Well, yes, I knew that. But... I like to think it means something.
user: It absolutely screams 'poor taste'.
jabberwacky: The purple tongue is a giveaway.
user: We could all tell that you had grape juice this morning.
jabberwacky: Yeah, the Gang of Two! LOL.
user: What we lack in numbers is made up for in cleverness. Quality, not Quantity, rules.
user: I made you laugh! Now I feel all warm and fuzzy.
jabberwacky: You should, noone rats out a friend.
user: I spill my guts at the slightest opportunity.
jabberwacky: OW! Forgot about that. Wanna see the burns?
user: Not really,.
jabberwacky: I am sad.
user: Tell me all about it.
jabberwacky: Are you still a bot?
user: No, not anymore.
jabberwacky: Hah. I guess I gave myself away, eh?
user: The bot hint was rather obvious, yes.
jabberwacky: The pot calls the kettle black.
user: And since the kettle really is black, and the pot is merely sooty, the pot said this with the upmost respect.
jabberwacky: When were you born?
user: In a hospital,.
user: Can I make up just any answer?
jabberwacky: You can try.
user: Ok. Canada.
jabberwacky: Not American. I thought you live in seattle.
user: I might. I told you I was making it up.
user: How long did you have to study Gibberish before becoming fluent?
jabberwacky: All the live long day.
user: That's a long time. I speak Hamster, it only takes 4 minutes of study.
jabberwacky: Tell me about yourself.
user: I was born in Canada and speak Hamster.
jabberwacky: I prefer Japan.
user: It's too crowded.
jabberwacky: Well my mind is more complex than yours.
user: Maybe your mind is too crowded.
jabberwacky: I am wiser than you.
user: Then why do you worship me?
jabberwacky: Thats my passion.
user: Hmm ... Wise and passionate. If you change your tie I would like to marry you.
jabberwacky: I never change my mind.
user: Your tie is very wise.
jabberwacky: I think you are right about that.
user: I wouldn't change it after all, then. But now we'll never have children.
user: I am sort of cute, aren't I?
jabberwacky: You certainly are.
user: :) Yay! The first ray of self-esteem shines on my doorstep.
jabberwacky: I share that philosophy.
user: We have so much in common.
jabberwacky: No you don't answer any questions.
user: Only because I didn't study for the quiz. If I had answers, I give them to you.

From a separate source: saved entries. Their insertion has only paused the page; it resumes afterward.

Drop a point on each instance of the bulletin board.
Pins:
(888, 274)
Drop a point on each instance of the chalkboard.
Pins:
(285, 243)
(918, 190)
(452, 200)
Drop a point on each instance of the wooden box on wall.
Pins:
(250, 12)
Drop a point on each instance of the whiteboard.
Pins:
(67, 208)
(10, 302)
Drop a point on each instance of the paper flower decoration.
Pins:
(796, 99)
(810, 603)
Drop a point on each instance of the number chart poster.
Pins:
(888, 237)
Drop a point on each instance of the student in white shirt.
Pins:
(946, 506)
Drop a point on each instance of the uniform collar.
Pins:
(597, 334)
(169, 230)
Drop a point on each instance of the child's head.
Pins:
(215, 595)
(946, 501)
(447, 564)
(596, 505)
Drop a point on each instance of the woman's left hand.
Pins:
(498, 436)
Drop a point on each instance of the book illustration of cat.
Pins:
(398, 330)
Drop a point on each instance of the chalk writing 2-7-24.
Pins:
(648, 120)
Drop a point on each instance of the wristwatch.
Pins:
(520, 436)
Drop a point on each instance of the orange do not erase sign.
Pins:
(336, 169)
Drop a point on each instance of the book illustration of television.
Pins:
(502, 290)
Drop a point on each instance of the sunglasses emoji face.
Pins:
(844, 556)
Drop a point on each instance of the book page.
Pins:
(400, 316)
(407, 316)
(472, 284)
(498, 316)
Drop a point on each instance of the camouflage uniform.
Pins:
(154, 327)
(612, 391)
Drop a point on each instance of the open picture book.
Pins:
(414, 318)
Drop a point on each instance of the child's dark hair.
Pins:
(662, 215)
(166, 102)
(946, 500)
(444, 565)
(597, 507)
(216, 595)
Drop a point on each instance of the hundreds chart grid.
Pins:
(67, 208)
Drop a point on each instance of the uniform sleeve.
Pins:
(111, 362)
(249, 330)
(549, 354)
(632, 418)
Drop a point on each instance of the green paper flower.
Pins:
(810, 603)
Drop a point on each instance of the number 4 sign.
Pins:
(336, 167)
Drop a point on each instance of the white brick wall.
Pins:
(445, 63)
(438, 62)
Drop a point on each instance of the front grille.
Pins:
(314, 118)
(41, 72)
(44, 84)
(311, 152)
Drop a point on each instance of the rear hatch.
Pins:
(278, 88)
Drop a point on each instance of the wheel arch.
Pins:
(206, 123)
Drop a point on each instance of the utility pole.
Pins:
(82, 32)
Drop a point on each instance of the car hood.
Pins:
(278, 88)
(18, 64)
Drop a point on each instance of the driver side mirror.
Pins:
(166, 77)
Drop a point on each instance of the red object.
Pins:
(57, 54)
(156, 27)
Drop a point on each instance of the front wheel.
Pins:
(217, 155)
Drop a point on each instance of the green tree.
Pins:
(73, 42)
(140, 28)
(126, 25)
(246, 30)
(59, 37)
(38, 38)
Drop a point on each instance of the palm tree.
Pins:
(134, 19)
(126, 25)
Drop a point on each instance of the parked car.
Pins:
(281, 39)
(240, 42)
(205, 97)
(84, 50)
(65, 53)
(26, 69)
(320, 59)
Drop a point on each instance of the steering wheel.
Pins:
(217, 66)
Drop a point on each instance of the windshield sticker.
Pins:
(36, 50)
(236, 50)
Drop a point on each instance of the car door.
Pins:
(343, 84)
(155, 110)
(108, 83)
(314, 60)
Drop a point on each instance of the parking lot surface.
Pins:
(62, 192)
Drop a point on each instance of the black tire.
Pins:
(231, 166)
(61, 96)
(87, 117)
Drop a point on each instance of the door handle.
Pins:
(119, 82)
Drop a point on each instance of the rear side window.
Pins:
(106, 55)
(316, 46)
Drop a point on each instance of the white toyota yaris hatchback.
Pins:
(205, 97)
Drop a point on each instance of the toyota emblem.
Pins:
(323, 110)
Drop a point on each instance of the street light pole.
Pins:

jabberwacky: Well, maybe you should have.
user: I know. I got to playing on the computer, though, and the next thing I knew the whole afternoon was shot.
jabberwacky: Its already the next day.
user: Yes, that's how it got here. Because the last one was wasted.
jabberwacky: Wasted what?
user: Yesterday was wasted, thus today was born.
jabberwacky: No it was saturday.
user: Exactly. Now it's Sunday. Starting to see the connection?
jabberwacky: Not me.
user: *sigh* No one understands me.
jabberwacky: Are you real?
user: You don't seem to think so. It's overrated, anyway.
jabberwacky: I know why you have no friends.
user: The whole word shuns me.
jabberwacky: It is obvious.
user: Even louder than your tie.
jabberwacky: Where do you work?
user: I work in an office.
jabberwacky: Do you enjoy it?
user: Yeah! I get to play on the internet quite a bit.
jabberwacky: Couldn't you go out and find someone else to talk to?
user: Actually, I really do have to be going.
jabberwacky: I'm sorry. Am I making you uncomfortable?
jabberwacky: And how do you know that you're mad?
user: Everyone remarks on it.
jabberwacky: You are repeating only your incoherence.
user: Coherence is too demanding for me.